4. Many important aspects of the task are not fully described in the Methods (e.g. size of the stimuli, reaction times and basic statistics on the responses).
Reviewer #3 (Public Review):
Schnell and colleagues trained rats on a visual categorization task. They found that rats could discriminate objects across various image transformations. Rat performance correlated best with late convolutional layers of an artificial neural network. In contrast, human performance showed the strongest correlation with higher, fully connected layers, indicating that rats employed simpler strategies to accomplish this task as compared to humans. This is a methodologically rigorous study. The authors tested a substantial number of rats across a large variety of stimuli. One notable strength is the use of neural networks to generate stimuli with varying levels of complexity. This approach shows significant potential as a principled model for conducting studies on object recognition and other related visual behavioral phenomena. The data strongly support the conclusion that rats and humans rely on different visual features for discrimination tasks. Overall, this is a valuable study that provides novel, important insights into the visual capabilities of rats.

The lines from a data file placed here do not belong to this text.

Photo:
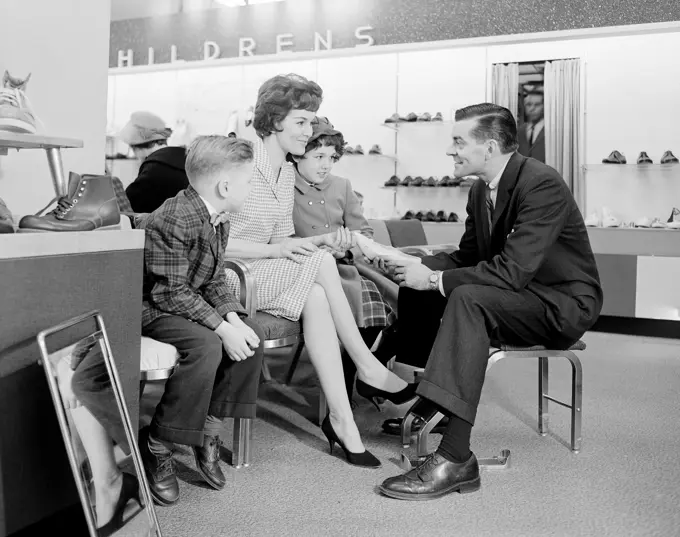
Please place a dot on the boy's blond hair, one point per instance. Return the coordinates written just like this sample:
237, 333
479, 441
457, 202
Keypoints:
209, 155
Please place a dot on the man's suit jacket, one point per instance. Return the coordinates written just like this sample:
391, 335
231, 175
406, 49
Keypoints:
184, 263
538, 242
535, 150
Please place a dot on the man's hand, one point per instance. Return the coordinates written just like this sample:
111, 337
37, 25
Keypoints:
290, 247
65, 378
234, 342
245, 330
413, 275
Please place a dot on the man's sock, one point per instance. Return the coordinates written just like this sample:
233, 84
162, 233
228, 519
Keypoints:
455, 444
213, 426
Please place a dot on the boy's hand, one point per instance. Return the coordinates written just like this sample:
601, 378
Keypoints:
233, 342
245, 330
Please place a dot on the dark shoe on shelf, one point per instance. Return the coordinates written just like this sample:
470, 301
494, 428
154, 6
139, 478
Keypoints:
365, 459
615, 157
90, 204
644, 158
160, 472
392, 181
433, 478
208, 461
668, 158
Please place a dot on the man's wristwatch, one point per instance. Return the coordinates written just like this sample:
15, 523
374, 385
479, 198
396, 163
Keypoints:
434, 280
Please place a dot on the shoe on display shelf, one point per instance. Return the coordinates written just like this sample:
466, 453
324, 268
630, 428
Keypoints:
608, 219
392, 181
592, 220
394, 118
644, 158
644, 222
615, 157
668, 158
16, 112
90, 204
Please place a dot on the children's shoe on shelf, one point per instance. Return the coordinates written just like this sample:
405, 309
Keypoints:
592, 220
392, 181
615, 157
668, 158
608, 219
90, 204
644, 222
644, 158
16, 114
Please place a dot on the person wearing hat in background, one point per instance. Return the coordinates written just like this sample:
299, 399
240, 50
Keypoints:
325, 203
161, 173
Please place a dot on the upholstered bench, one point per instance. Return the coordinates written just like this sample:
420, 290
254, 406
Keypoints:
498, 352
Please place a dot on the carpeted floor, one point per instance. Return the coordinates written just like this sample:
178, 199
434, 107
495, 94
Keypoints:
625, 481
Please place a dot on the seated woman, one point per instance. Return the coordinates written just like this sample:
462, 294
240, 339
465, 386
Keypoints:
294, 277
325, 202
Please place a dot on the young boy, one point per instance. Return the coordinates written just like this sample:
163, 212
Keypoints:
188, 305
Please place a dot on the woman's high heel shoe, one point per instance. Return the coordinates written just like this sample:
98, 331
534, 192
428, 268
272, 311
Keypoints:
129, 491
371, 393
365, 459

However, some aspects of the study need further clarification. The study does not provide clear insights into the visual features that enable rats to perform these discriminations. The relationship between neural network layers and specific aspects of visual behavior is not well-defined, representing a key limitation of the current work. Further, the current analyses do not adequately address the consistency of visual behaviors across different rats or whether different rats rely on the same visual features to accomplish the task. Lastly, rodent performance was substantially lower compared to humans and generally worse than neural network classification. The factors contributing to this disparity are unclear.